Seus olhos

Eu fui a primeira pessoa a vê-lo chegar, não prestei muita atenção de início, era bastante comum viajantes pararem na cidade, as estradas ao redor eram perigosas e várias pessoas já haviam vindo em busca de ajuda após sofrerem acidentes, pela maneira como o homem mancava e parecia extremamente cansado supus que era um desses. 

Quando olhei para ele novamente vi que andava na minha direção. Dessa vez o analisei melhor, havia uma mancha de sangue em suas calças Jeans e uma maior em sua camisa branca, seus passos eram vacilantes como os primeiros passos de um bebê, mas estranhamente não foi isso que mais me chamou a atenção, foram os olhos. 

Eu já havia visto muitos forasteiros chegar a cidade naquele mesmo estado, alguns até piores, mas nunca havia visto olhos como aqueles, eram azuis e verdes ao mesmo tempo, como se a cor estivesse em movimento. Pareciam ficar mais claros ou mais escuros conforme ele se movia. Em resumo era a coisa mais fantástica e apaixonante que já tinha visto na vida.

— Eu preciso de ajuda – Ele disse. Voltando a reparar em seu estado eu quase soltei um sarcástico "Jura?", mas ele me fitou com aqueles olhos e a única coisa que fui capaz de fazer foi acenar afirmativamente com a cabeça. Me aproximei um tanto receosa e ele passou um de seus braços ao redor de meu pescoço parecendo aliviado.

Eu o ajudei a caminhar pelo resto do caminho até a cidade propriamente dita, não temos um hospital aqui por se tratar de uma cidade pequena e na maior parte ignorada pelo governo de São Paulo, o único lugar além dos postos de saúde que não abriam no sábado, era a clínica do doutor Roberto Gonçalves, que foi para onde decidi levá-lo

Dr. Roberto nos atendeu de imediato. Ele não pareceu muito feliz em precisar atender o forasteiro, mas ele nunca parecia satisfeito em atender ninguém, então não era uma surpresa.

Queria entrar no consultório junto com ele, mas o médico me lançou um olhar de reprovação e eu recuei mesmo contra a vontade. O rapaz me lançou um olhar e sorriu murmurando o que consegui entender como um obrigado. Sorri de volta e saí da clínica andando com passos lentos, olhando constantemente para trás na esperança de vê-lo de novo, nem que fosse por um instante, pela janela do consultório. Isso não aconteceu.

Voltei para casa, meus pais estavam zangados por ter saído sem permissão, eles sempre estavam zangados comigo por algum motivo. Nem mesmo o fato de eu apenas ter levado um homem ferido ao médico pareceu diminuir a irritação deles. Eu apenas dei de ombros e fui para meu quarto, fiquei lá o resto do dia rabiscando meu caderno de desenhos. A imagem daquele rapaz ainda brincava na minha cabeça. Os olhos principalmente. Eu podia vê-los sempre que fechava os meus.
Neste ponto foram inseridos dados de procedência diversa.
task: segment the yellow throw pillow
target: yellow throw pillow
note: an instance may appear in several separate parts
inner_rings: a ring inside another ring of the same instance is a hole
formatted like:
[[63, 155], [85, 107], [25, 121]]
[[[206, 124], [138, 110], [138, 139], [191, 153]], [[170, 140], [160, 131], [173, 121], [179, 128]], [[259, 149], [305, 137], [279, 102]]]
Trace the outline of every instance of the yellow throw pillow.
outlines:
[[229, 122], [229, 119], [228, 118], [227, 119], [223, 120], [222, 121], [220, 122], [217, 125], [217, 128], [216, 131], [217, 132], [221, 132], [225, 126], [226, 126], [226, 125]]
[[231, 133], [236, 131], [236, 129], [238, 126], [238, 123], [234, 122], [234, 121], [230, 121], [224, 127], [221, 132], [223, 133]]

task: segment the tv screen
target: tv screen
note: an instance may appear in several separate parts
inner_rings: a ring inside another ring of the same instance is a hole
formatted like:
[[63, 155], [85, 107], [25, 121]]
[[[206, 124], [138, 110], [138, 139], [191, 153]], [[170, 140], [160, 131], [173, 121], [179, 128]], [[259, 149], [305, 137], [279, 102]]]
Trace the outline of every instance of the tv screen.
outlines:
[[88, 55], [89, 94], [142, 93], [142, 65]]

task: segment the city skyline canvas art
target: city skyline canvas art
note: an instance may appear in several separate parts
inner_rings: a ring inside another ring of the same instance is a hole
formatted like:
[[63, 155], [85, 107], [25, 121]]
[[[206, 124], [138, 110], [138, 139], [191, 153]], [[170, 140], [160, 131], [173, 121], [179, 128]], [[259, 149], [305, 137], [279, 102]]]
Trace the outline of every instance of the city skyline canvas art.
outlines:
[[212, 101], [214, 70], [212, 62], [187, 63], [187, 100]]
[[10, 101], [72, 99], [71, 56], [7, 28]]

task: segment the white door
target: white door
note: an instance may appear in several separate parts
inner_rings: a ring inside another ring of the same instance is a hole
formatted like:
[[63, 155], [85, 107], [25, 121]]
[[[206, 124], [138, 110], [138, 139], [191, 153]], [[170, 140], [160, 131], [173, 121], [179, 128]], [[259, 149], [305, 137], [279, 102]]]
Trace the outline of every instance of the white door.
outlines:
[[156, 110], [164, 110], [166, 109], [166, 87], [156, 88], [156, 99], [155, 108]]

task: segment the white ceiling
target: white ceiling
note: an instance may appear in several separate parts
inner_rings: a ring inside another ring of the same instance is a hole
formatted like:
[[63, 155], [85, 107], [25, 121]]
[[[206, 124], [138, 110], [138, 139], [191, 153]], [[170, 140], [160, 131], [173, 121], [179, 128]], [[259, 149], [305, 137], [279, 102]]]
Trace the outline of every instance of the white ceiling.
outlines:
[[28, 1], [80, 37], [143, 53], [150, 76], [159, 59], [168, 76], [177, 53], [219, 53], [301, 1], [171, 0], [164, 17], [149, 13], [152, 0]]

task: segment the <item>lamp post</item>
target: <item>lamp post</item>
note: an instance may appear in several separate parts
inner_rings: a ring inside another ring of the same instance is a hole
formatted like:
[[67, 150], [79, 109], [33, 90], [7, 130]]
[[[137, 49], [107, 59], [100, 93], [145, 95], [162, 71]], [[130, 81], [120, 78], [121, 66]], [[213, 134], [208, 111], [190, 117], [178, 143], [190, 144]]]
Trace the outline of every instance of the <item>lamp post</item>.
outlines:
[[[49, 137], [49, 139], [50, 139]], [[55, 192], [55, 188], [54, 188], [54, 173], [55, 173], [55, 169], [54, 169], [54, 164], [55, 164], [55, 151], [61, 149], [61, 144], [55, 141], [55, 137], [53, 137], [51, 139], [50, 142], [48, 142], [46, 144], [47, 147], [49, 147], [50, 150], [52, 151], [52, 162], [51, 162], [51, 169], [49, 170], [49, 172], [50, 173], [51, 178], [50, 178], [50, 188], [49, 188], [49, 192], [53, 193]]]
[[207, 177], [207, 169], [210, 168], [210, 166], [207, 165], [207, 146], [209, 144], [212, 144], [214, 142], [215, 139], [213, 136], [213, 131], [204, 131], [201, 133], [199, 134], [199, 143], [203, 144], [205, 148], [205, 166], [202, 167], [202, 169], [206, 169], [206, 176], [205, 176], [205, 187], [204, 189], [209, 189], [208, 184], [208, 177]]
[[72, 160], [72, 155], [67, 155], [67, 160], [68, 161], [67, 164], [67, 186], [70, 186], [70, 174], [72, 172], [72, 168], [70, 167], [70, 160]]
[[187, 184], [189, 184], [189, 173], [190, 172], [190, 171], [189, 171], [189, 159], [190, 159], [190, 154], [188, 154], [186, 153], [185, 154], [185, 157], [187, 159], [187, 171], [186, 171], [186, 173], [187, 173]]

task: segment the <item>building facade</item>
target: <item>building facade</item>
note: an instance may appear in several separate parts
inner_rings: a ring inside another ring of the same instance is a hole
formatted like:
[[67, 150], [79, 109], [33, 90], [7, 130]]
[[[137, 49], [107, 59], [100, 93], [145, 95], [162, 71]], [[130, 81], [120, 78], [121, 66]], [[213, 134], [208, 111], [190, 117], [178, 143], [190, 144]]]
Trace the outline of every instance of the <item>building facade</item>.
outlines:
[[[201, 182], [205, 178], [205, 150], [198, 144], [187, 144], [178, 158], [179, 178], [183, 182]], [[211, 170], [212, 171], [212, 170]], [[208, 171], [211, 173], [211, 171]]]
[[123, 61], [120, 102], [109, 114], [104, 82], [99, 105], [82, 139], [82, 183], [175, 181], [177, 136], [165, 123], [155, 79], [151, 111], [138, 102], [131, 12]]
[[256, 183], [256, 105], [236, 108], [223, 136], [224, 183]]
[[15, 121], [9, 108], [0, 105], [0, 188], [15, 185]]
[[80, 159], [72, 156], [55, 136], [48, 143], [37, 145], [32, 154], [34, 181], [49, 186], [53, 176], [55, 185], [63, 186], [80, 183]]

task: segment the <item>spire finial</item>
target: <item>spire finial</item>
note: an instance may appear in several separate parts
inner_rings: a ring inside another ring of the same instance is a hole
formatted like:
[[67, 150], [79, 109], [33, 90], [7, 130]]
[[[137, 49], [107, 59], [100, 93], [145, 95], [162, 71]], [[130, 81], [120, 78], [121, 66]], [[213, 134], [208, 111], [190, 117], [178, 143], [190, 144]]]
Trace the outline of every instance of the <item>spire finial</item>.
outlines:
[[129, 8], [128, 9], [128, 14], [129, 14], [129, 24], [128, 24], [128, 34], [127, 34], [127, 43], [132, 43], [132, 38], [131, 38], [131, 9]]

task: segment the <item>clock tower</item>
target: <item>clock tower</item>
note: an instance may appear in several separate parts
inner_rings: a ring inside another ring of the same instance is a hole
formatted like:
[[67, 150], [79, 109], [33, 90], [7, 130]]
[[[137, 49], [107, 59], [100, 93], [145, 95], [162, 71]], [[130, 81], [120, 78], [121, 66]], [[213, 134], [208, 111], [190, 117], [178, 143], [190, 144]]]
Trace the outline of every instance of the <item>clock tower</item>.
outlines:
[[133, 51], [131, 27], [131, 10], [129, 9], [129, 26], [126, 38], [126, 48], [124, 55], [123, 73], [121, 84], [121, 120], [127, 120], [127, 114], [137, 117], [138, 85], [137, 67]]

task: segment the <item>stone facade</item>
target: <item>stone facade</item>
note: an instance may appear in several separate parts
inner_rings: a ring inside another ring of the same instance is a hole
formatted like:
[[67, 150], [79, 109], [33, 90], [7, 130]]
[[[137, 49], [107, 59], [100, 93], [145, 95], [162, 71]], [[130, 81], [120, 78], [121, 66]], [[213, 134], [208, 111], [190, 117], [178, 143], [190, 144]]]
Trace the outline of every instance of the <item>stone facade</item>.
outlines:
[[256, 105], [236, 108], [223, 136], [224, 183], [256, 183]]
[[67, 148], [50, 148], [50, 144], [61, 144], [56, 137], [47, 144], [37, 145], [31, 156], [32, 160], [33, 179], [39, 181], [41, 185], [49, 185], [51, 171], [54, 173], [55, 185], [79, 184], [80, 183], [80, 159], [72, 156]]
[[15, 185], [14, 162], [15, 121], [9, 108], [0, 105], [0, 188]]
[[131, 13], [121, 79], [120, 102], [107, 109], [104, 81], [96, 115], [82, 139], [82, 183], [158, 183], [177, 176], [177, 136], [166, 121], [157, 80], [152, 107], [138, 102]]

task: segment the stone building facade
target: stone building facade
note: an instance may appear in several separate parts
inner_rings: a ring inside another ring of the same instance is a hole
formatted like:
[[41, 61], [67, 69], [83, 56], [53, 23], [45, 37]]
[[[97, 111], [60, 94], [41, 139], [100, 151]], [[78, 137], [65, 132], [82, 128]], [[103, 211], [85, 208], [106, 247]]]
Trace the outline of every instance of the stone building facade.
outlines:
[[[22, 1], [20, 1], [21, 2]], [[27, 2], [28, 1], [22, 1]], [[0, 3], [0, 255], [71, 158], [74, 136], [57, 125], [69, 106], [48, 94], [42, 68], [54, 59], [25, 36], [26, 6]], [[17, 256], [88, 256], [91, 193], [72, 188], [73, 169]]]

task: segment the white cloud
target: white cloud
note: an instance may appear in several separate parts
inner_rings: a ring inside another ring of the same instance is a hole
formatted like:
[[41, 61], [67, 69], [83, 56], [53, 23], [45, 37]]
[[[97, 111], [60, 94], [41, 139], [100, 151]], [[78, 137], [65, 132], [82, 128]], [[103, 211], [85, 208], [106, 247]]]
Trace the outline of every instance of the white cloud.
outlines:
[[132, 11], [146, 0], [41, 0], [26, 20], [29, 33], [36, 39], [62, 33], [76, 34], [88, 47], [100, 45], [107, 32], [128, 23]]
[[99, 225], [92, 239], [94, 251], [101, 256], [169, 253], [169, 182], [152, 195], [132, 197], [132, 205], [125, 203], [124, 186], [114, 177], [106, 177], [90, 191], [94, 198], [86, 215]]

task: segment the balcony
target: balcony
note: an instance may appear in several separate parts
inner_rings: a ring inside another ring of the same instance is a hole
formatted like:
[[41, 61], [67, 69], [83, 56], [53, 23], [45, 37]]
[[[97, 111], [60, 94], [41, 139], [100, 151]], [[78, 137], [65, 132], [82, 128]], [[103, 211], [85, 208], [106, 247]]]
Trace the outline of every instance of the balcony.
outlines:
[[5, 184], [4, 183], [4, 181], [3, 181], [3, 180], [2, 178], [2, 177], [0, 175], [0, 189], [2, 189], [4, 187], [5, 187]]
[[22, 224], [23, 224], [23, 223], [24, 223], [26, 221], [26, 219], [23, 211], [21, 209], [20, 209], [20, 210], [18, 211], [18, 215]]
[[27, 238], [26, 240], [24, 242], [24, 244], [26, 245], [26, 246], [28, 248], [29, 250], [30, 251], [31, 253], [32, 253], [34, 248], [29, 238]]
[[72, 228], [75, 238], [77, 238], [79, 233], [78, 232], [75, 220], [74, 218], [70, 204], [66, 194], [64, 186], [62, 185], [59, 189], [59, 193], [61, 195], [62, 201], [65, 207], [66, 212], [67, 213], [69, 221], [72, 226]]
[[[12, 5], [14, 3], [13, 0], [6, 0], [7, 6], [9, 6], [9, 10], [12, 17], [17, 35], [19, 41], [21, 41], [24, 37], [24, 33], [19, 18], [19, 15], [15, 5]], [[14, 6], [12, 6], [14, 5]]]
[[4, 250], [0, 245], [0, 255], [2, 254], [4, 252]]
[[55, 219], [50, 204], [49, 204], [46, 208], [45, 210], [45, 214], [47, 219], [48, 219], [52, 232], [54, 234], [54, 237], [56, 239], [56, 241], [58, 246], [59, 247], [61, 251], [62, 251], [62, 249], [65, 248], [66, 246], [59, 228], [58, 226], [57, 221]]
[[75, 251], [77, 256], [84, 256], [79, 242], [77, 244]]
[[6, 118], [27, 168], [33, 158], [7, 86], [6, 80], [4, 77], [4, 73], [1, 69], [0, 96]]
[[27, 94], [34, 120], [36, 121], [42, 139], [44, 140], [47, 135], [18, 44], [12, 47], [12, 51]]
Não dormi aquela noite, apenas desenhei, pares e mais pares de olhos azuis esverdeados. Pela manhã havia cerca de vinte folhas espalhadas pelo lugar. Levantei minutos depois do sol nascer, fui ao pomar pegar laranjas para meu suco. O mal cheiro do lugar ainda não havia passado, mas isso não me incomodava já há um bom tempo. 

Por volta das 11:00 resolvi sair para caminhar, sabia que quando voltasse meus pais estariam bravos comigo de novo mas não me importei.

Eu apenas precisava sair. No fundo, sabia que não era apenas isso. Eu precisava era vê-lo novamente, ver seus olhos novamente.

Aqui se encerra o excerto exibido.